SEC. 2. Section six of the charter of The Noroton Water Company is hereby amended to read as follows: Said company is hereby authorized and empowered, under the provisions of this charter, to construct, repair, and maintain such reservoir or reservoirs as it may deem expedient and necessary, and to take and use the water of any spring or springs, stream or streams, lakes, or ponds, or other waters, not heretofore appropriated by any incorporated water company, within the limits of the towns of Greenwich, Stamford, Darien, and New Canaan, to such an extent as may be necessary and expedient in carrying into effect the objects of this resolution; also to construct, maintain, and repair such canals, aqueducts, conduits, and pipes, and overflow such lands as may be or may become necessary and convenient for the retention or conveyance of water at or to such points as it may desire, and to be entitled to retain and convey the same; also to take and hold, by purchase or gift, or in the manner hereinafter provided, any real estate or easements necessary for the purposes of this resolution, or for laying and maintaining aqueducts and reservoirs for holding, conducting, and distributing water, and for all buildings and structures necessary for the most perfect and complete supply of water, as aforesaid, for public and private use, and for preserving said lands and water for the uses of said company pure and free from all contamination and nuisances, drains, and sewers; and the directors of said company may make, establish, and enforce all necessary and proper regulations and by-laws for the preservation of the same, provided such regulations and by-laws shall not be contrary to the laws of this state. And the said The Noroton Water Company is hereby authorized to supply those parts of Stamford known as Springdale and Glenbrook, being all that part of Stamford outside of the present city limits of the city of Stamford lying east of Mill river.

Approved, April 21, 1903.

[House Joint Resolution No. 284.]

[112] EXTENDING THE TIME FOR THE ORGANIZATION OF THE GLENBROOK

WATER COMPANY. Resolved by this Assembly: That the time for organizing The Glenbrook Water Company and of certifying such organization is hereby extended until the first day of June, 1905.

Approved, April 21, 1903.

[House Joint Resolution No. 278.]

[113.] EXTENDING THE TIME FOR ORGANIZING THE STRATFORD POINT

LAND COMPANY.

Resolved by this Assembly: That the time for organizing The Stratford Point Land Company is hereby extended to July 1, 1905.

Approved, April 21, 1903.

[House Joint Resolution No. 354.]

[114.) AUTHORIZING THE REORGANIZATION OF THE NORWALK CEMETERY

ASSOCIATION.

Resolved by this Assembly: SECTION 1. That the organization of The Norwalk Cemetery Association, as a body politic and corporate, organized and existing under the statute laws of this state for the purpose of procuring and establishing a burying ground or place of sepulture in the town of Norwalk, as further evidenced by a certificate of such organization filed with the secretary of the state on or about September 8, 1849, be and the same is hereby confirmed; and said association shall be deemed to be a corporation for the purpose stated, with a present capital stock of the par value of seven thousand dollars divided into two hundred and eighty shares of twenty-five dollars each and held and owned as purporting to appear from the records of said association.
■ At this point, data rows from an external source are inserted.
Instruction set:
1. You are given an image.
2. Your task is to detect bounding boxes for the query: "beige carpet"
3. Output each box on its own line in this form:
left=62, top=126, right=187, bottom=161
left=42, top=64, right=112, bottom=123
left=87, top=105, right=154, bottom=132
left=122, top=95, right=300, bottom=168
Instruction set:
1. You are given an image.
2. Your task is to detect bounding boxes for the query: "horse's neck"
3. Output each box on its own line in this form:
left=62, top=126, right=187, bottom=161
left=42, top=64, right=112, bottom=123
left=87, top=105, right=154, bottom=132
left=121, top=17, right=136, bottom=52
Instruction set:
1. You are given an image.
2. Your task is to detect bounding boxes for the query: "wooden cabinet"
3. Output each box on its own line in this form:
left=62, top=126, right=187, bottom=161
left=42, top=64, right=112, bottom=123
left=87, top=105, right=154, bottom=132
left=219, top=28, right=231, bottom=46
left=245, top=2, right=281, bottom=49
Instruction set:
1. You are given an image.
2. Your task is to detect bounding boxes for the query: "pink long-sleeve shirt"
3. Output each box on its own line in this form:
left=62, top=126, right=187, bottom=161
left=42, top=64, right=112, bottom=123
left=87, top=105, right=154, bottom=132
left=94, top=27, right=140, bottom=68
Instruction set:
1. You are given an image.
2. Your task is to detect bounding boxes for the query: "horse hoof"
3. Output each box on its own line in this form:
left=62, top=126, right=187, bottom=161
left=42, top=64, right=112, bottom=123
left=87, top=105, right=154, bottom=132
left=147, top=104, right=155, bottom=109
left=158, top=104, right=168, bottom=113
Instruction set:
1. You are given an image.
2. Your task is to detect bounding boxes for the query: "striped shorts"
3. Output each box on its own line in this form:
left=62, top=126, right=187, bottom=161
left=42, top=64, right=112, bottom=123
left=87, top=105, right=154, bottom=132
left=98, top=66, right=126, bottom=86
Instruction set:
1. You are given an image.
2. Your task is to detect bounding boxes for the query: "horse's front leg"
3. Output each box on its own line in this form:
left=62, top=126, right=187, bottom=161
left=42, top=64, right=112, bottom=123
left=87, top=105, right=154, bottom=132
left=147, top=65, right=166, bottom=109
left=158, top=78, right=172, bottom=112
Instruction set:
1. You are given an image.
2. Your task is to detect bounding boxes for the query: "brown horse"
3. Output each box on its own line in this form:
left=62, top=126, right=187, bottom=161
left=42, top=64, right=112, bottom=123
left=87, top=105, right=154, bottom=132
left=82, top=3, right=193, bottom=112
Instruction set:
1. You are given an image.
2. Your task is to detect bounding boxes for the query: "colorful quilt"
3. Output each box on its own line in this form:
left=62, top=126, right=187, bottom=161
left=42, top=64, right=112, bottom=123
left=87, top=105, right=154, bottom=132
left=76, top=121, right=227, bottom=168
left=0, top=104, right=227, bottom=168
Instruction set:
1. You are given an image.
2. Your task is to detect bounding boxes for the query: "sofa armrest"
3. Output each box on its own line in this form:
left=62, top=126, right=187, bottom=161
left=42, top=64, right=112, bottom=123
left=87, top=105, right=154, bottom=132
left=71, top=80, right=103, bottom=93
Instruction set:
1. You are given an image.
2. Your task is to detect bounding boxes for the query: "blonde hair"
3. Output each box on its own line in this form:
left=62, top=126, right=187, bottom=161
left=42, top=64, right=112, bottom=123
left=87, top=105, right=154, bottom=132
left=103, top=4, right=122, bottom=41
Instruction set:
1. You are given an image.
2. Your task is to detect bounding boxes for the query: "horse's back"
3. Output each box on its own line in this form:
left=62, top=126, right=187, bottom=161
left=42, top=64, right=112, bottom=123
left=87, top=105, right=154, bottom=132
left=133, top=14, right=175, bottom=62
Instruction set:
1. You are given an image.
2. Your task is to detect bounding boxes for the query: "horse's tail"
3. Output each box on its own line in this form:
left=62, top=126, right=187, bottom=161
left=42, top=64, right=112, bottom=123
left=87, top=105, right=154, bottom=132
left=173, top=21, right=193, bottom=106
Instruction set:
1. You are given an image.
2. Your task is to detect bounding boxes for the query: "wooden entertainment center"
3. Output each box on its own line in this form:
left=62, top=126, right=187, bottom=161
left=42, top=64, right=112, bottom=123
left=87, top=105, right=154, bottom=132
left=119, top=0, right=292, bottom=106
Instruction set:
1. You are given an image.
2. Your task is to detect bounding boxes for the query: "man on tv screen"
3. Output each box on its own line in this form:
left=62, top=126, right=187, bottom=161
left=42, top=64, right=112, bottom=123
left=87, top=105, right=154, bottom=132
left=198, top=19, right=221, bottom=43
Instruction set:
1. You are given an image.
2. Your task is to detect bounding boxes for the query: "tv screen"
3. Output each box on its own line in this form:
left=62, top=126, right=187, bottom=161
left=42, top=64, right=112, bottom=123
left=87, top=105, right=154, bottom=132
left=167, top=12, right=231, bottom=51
SEC. 2. The government and direction of said association, and the control, management, and disposition of its property and affairs, and the power to make such by-laws, rules, and regulations therefor as may be deemed best, shall be vested in a board of not less than five nor more than eleven trustees, but subject in all respects to a full power of review, amendment, and repeal by the appropriate action of any meeting of the shareholders and members of the association and to every appropriate action and limitation which the shareholders and members of the association may thus have taken or shall take concerning or affecting the same. The trustees may be chosen hereunder at the outset by the shareholders of the association at any meeting called for the purpose, and thereafter may be chosen annually or from time to time, collectively or severally, by and as deemed best from time to time by the association; and the remaining trustees may at any time fill any vacancy in the board where no appropriate action is previously taken by the shareholders and members of the association concerning the same.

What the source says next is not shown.